Levine: Bu metin, Üçüncü Adım olan yeniden yazmanın gerçekleştiği çerçeve olan yeni iskelet hâline gelirdi. Hikayeyi ve senaryoyu uzun bir masa, bir bilgisayar ve bu bilgisayara bağlı bir sürü ekran bulunan, sıkıcı görünümlü bir konferans salonuna benzeyen ikinci bir odaya götürürler. Ve sonra yeniden yazım gerçekleşir -- yeni şakalar geldiğinde ya da taslak aşamasında işe yaradığını düşündüğünüz hikayeler yazıldıktan sonra işe yaramazsa, onları orada düzeltmeniz gerekirdi. Bazen senaryo o kadar şişerdi ki, 33 sayfalık normal bir senaryo, farklı şakalarla 50 sayfaya dek genişlerdi. Sahnelerin tonlarca farklı alternatif versiyonu ve ardından yeniden yazım bir hafta boyunca gerçekleşti ve ardından bir taslak oluştu; sonra oyuncular, masa okumasını gerçekleştirdi. Garip bir şekilde, fikirden çekim aşamasına geçmek iki ay sürdü. 
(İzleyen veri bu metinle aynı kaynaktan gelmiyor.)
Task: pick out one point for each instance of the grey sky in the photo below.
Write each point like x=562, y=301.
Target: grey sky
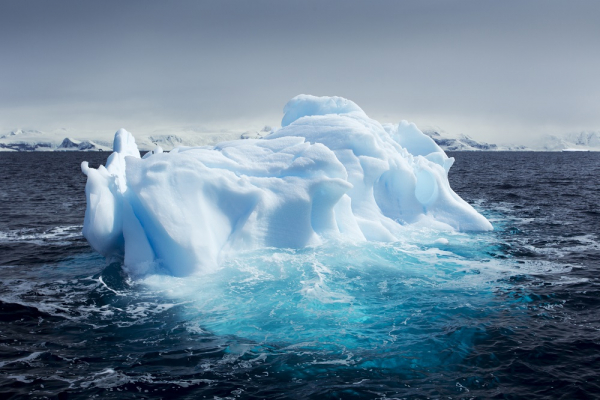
x=497, y=70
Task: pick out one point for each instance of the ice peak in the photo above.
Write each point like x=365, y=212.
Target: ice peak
x=305, y=105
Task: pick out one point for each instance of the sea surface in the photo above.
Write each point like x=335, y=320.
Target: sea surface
x=508, y=314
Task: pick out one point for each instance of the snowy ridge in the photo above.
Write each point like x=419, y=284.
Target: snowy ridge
x=330, y=173
x=571, y=141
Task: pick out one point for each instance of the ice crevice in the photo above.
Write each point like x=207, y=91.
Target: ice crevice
x=329, y=173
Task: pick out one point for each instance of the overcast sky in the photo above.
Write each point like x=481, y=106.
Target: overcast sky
x=496, y=70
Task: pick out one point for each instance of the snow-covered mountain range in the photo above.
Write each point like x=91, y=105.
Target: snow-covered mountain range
x=63, y=140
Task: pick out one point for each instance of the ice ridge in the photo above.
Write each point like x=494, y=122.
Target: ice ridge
x=330, y=172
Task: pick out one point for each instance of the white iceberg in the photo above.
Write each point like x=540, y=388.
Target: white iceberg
x=329, y=173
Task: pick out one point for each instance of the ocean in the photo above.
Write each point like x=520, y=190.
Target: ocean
x=508, y=314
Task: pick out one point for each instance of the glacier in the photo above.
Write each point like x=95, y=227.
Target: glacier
x=329, y=173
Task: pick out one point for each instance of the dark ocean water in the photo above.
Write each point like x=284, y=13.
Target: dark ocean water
x=512, y=314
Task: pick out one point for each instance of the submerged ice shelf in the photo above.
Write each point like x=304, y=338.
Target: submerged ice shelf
x=329, y=173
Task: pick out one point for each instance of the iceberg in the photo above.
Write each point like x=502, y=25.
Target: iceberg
x=329, y=173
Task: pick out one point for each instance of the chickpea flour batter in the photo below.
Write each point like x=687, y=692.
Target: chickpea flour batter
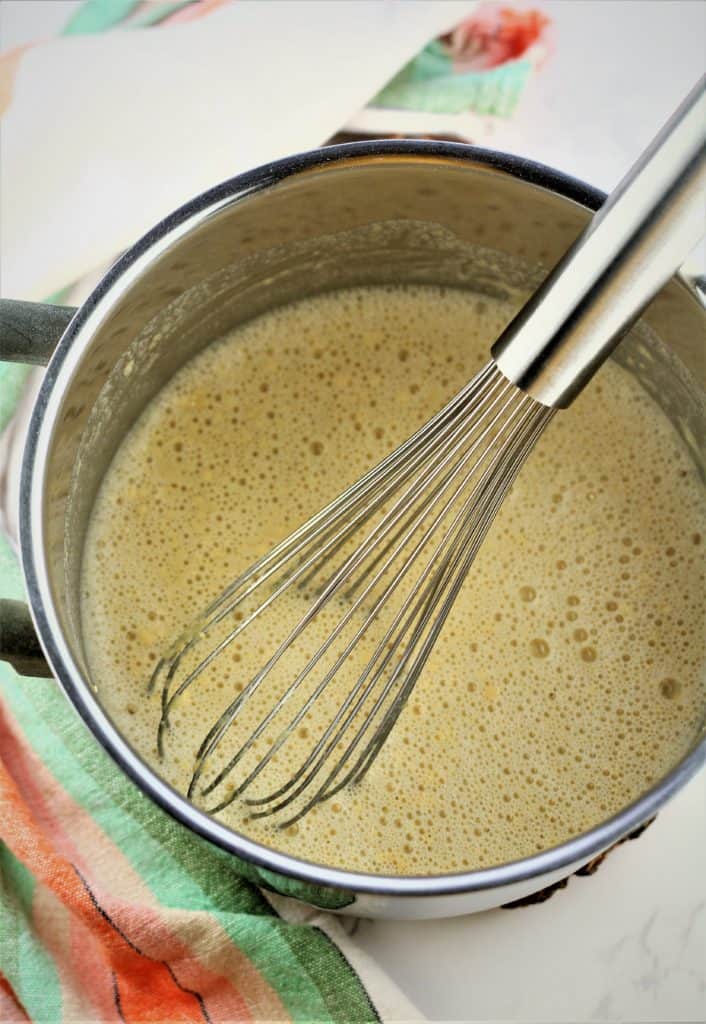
x=570, y=675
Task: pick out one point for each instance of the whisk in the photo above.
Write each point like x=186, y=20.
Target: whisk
x=378, y=569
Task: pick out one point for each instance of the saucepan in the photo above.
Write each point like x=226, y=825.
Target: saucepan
x=356, y=214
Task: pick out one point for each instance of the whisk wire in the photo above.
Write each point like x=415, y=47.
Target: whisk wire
x=469, y=453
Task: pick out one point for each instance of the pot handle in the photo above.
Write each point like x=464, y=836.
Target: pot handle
x=18, y=643
x=30, y=331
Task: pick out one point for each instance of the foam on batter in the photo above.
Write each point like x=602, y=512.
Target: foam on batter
x=570, y=675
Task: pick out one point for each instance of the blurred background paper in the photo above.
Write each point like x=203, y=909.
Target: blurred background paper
x=106, y=134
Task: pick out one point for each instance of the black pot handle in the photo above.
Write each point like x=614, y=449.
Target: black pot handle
x=30, y=331
x=18, y=643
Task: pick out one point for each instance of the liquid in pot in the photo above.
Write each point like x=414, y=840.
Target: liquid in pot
x=570, y=675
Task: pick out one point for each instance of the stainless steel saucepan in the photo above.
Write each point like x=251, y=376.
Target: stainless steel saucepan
x=358, y=214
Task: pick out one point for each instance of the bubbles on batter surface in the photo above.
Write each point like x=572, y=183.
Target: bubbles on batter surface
x=570, y=673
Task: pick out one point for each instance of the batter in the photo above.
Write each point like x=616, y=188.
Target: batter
x=570, y=675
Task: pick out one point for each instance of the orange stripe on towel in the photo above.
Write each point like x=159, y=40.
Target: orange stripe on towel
x=142, y=986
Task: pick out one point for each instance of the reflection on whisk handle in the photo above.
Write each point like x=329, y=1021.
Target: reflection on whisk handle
x=642, y=233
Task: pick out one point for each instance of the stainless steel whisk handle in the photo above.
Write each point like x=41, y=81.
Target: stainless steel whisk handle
x=632, y=246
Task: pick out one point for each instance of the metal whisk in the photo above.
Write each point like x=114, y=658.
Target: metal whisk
x=378, y=569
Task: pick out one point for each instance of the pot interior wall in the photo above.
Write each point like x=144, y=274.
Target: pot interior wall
x=353, y=222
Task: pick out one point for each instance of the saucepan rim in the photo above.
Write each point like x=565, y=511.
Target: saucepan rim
x=33, y=540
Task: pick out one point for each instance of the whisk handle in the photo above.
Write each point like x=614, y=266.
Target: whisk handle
x=632, y=246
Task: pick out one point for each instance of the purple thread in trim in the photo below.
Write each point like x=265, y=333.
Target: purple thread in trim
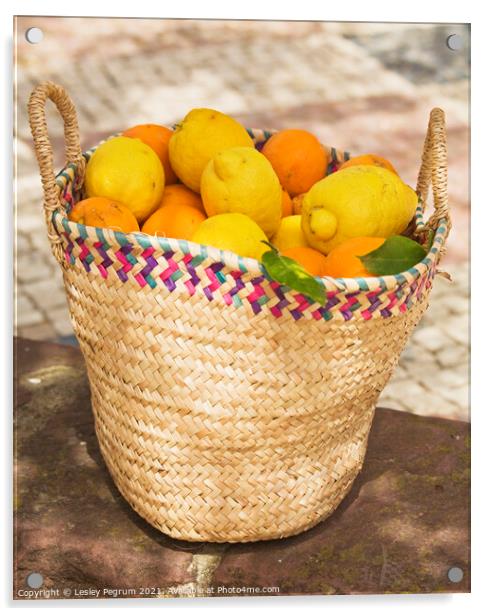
x=122, y=275
x=170, y=284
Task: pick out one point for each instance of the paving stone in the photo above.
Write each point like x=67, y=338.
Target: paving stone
x=42, y=331
x=457, y=328
x=47, y=294
x=31, y=268
x=453, y=355
x=269, y=75
x=60, y=320
x=431, y=337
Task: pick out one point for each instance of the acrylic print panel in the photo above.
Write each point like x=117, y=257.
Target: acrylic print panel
x=359, y=88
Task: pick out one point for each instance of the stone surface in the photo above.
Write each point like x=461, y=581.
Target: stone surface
x=402, y=526
x=71, y=524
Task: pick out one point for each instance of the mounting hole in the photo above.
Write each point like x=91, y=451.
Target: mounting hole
x=34, y=580
x=455, y=42
x=34, y=35
x=455, y=575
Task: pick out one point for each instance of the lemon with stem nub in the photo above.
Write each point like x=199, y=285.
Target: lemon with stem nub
x=235, y=232
x=362, y=200
x=243, y=180
x=198, y=138
x=128, y=171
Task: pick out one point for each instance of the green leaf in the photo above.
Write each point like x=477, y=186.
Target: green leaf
x=290, y=272
x=397, y=254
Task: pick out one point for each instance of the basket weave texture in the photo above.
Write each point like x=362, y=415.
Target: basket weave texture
x=228, y=407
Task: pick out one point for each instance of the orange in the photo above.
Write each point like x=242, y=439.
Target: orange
x=157, y=137
x=312, y=260
x=298, y=158
x=177, y=220
x=297, y=204
x=178, y=194
x=368, y=159
x=105, y=213
x=286, y=204
x=343, y=261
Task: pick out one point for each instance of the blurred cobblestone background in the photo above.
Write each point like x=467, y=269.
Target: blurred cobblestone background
x=358, y=86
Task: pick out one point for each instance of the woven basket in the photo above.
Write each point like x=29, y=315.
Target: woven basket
x=228, y=407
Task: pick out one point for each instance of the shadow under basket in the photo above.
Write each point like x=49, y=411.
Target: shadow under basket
x=228, y=407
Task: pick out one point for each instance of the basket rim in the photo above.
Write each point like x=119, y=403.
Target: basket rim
x=235, y=261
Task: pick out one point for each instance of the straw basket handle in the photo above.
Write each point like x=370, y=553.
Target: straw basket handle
x=44, y=151
x=434, y=170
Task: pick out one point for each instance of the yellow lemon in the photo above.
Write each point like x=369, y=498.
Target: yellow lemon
x=126, y=170
x=242, y=180
x=235, y=232
x=363, y=200
x=289, y=234
x=196, y=140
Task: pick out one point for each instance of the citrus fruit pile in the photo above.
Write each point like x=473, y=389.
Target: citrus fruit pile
x=206, y=182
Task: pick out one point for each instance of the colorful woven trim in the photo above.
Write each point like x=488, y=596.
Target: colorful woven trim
x=188, y=268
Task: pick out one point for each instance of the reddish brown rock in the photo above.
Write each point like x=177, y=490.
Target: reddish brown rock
x=71, y=524
x=404, y=524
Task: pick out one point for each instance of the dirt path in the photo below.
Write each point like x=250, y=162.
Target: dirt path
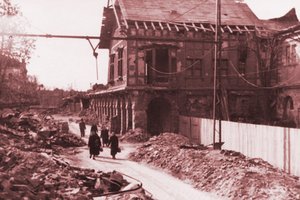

Dippold: Dişinle ezdiğinde ağzını kan içinde bırakan o sahte kapsüllerden getirmiştim. Mike kurgudayken önce diğer yazarlara verdim, sadece birkaç damla geldi ve insanlar garip görünüyordu ama mühim değildi. Sonra Mike geldiğinde tekrar denedim, bu kez daha fazla kan geldi. Sanki ağzımdan kan fışkırıyordu ve o da dehşete düşmüştü. Ona bunun bir kapsül olduğunu göstermek için yanına gitmeye çalıştım ama şimdi bunun muhtemelen bir korku filmi sahnesi gibi göründüğünü anlıyorum. "Şaka yapıyorum" demeye çalıştım ama bunu yaparken ağzından kan gelen bu kadının neden şaka yaptığını tekrarlayıp durduğunu anlamadı. Onun için kafa karıştırıcı anlardı.

Levine: Televizyon yazarlığı ortaklaşa yürütülen bir süreç. Bir komedi odasında olmaktan daha fazla deneyimim var ve komedi yazmanın o kadar ortak bir deneyim olduğunu biliyorum ki, o bölümün yazarı kesinlikle o taslağın, ilk şakaların ve ilk metnin dilinde bir ize sahiptir. Ancak son versiyon, grup çalışmasıyla ortaya çıkar. Bu dizinin başındaki kişi, sektörde tanıdığım en komik, en zeki ve en iyi adam olan inanılmaz Mike Schur'dur. Dolayısıyla Parks and Rec'in sesi olan kişi o ve son sesi yaratmak için hep birlikte çalışıyoruz.

Dippold: "Game of Thrones!" diye bağırmayı çok severdik. 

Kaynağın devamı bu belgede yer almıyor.